Vu la procédure suivante :
M. B... A... a demandé au tribunal administratif de Marseille de condamner la métropole Aix-Marseille-Provence à lui verser la somme de 25 000 euros en réparation de son préjudice moral et à lui payer dix semaines de congés payés et vingt-quatre jours de réduction de temps de travail non pris depuis la fermeture de son service en mai 2019. Par un jugement n° 2201962 du 26 juin 2024, ce tribunal a rejeté sa demande.
Par un arrêt n° 24MA02055 du 17 septembre 2025, la cour administrative d’appel de Marseille a, sur appel de M. A..., annulé ce jugement, condamné la métropole Aix-Marseille-Provence à verser la somme de 5 000 euros à M. A..., assortie des intérêts au taux légal à compter du 3 décembre 2021, et rejeté le surplus des conclusions des parties.
Par un pourvoi sommaire et un mémoire complémentaire, enregistrés les 17 novembre 2025 et 18 février 2026 au secrétariat du contentieux du Conseil d'Etat, la métropole Aix-Marseille-Provence demande au Conseil d'Etat :
1°) d’annuler cet arrêt ;
2°) réglant l’affaire au fond, de faire droit à sa demande ;
3°) de mettre à la charge de M. A... la somme de 4 000 euros au titre de l'article L. 761-1 du code de justice administrative.

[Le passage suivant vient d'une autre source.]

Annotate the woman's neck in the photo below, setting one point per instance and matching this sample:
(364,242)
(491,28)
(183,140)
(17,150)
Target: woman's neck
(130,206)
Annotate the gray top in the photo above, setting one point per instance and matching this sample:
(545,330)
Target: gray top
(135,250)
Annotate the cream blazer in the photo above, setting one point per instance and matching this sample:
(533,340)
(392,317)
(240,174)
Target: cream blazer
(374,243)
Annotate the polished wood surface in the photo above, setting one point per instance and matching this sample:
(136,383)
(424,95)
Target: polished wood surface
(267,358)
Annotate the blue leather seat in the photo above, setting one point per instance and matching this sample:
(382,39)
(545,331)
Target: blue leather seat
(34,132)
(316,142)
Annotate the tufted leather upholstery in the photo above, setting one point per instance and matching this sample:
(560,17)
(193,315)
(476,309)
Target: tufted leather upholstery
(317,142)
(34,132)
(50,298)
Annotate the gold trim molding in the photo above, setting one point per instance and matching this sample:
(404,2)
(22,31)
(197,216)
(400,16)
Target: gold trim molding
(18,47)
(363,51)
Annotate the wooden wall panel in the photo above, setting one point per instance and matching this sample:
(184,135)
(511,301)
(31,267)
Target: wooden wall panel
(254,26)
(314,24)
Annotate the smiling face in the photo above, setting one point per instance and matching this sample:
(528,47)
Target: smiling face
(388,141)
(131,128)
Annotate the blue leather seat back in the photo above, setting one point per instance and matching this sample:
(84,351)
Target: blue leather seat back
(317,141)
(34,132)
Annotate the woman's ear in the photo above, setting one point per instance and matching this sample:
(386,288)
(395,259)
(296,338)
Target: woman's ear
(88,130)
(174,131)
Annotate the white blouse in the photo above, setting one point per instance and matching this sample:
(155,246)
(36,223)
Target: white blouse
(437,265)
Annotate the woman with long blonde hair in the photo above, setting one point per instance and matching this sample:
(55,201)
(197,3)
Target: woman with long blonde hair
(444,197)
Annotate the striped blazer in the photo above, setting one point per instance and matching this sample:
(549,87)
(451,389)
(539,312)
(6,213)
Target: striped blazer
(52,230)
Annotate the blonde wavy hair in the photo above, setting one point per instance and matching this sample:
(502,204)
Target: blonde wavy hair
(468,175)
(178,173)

Vu les autres pièces du dossier ;
Vu :
- le code général de la fonction publique ;
- le code de justice administrative ;
Après avoir entendu en séance publique :
- le rapport de Mme Cécile Isidoro, conseillère d’Etat,
- les conclusions de M. Thomas Pez-Lavergne, rapporteur public ;
La parole ayant été donnée, après les conclusions, à la SARL Gury et Maître, avocat de la métropole Aix-Marseille-Provence ;
Considérant ce qui suit :
1. Aux termes de l’article L. 822-1 du code de justice administrative : « Le pourvoi en cassation devant le Conseil d’Etat fait l’objet d’une procédure préalable d’admission. L’admission est refusée par décision juridictionnelle si le pourvoi est irrecevable ou n’est fondé sur aucun moyen sérieux ».

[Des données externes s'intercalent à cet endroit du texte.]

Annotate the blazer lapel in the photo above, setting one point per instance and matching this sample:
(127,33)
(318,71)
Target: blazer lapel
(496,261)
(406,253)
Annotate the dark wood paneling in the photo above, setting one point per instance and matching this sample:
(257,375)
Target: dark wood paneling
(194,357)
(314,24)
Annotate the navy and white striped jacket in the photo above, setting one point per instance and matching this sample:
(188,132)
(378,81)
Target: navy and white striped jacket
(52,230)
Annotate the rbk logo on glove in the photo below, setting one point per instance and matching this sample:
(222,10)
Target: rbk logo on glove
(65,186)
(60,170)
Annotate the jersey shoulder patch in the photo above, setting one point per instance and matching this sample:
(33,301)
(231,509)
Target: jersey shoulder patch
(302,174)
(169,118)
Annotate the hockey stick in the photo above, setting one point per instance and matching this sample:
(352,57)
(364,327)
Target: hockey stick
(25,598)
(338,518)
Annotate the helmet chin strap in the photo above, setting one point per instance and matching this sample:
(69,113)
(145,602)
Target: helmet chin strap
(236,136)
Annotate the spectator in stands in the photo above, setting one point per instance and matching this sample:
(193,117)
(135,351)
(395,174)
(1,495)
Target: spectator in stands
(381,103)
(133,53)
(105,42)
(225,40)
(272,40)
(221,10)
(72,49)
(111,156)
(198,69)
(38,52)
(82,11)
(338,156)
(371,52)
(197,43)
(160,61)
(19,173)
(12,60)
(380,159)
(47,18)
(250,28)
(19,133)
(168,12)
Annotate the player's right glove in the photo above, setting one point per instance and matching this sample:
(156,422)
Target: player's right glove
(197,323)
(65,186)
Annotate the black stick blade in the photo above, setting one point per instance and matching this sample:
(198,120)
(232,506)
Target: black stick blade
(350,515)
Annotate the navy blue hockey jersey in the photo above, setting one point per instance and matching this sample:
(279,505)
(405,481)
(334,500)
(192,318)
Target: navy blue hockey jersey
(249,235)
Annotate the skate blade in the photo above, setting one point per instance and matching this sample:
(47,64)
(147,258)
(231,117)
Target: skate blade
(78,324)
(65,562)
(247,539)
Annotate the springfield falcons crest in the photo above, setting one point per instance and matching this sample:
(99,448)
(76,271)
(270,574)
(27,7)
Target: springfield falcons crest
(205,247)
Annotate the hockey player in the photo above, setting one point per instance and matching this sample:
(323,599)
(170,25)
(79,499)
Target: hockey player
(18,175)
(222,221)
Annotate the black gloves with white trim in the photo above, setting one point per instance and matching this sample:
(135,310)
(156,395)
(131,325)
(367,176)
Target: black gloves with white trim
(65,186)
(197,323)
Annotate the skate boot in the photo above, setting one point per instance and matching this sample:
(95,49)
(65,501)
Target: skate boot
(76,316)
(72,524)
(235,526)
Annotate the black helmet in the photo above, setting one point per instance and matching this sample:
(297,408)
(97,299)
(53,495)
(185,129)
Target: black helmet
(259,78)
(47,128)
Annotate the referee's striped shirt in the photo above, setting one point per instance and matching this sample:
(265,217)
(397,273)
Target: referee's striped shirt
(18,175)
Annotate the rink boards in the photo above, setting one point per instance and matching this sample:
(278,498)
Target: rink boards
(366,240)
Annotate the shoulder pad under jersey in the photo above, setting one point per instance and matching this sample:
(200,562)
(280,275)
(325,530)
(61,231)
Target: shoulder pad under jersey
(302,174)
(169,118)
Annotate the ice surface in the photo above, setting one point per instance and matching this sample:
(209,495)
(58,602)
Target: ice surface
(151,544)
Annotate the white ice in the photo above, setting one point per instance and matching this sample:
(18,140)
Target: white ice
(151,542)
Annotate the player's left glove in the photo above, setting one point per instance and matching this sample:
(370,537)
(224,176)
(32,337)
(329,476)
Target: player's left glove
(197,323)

2. Pour demander l’annulation de l’arrêt qu’elle attaque, la métropole Aix-Marseille-Provence soutient que la cour administrative d’appel de Marseille :
- à titre principal, a statué ultra petita et méconnu le principe du contradictoire, en se fondant sur une faute qui n’était pas invoquée par le requérant pour lui reconnaître un droit à indemnisation ;
- à titre subsidiaire, a insuffisamment motivé son arrêt dès lors qu’elle n’a pas expressément indiqué le délai raisonnable au-delà duquel l’absence d’affectation de M. A... pouvait être considérée comme constitutive d’une faute ;
- a inexactement qualifié les faits de l’espèce et dénaturé les pièces du dossier en jugeant qu’elle avait commis une faute en n’affectant pas M. A... sur un poste correspondant à son grade et compatible avec son état de santé ;
- a insuffisamment motivé son arrêt et commis une erreur de droit en ne recherchant pas si elle pouvait être exonérée d’une partie de sa responsabilité, compte tenu des démarches qu’il appartenait à l’agent d’entreprendre.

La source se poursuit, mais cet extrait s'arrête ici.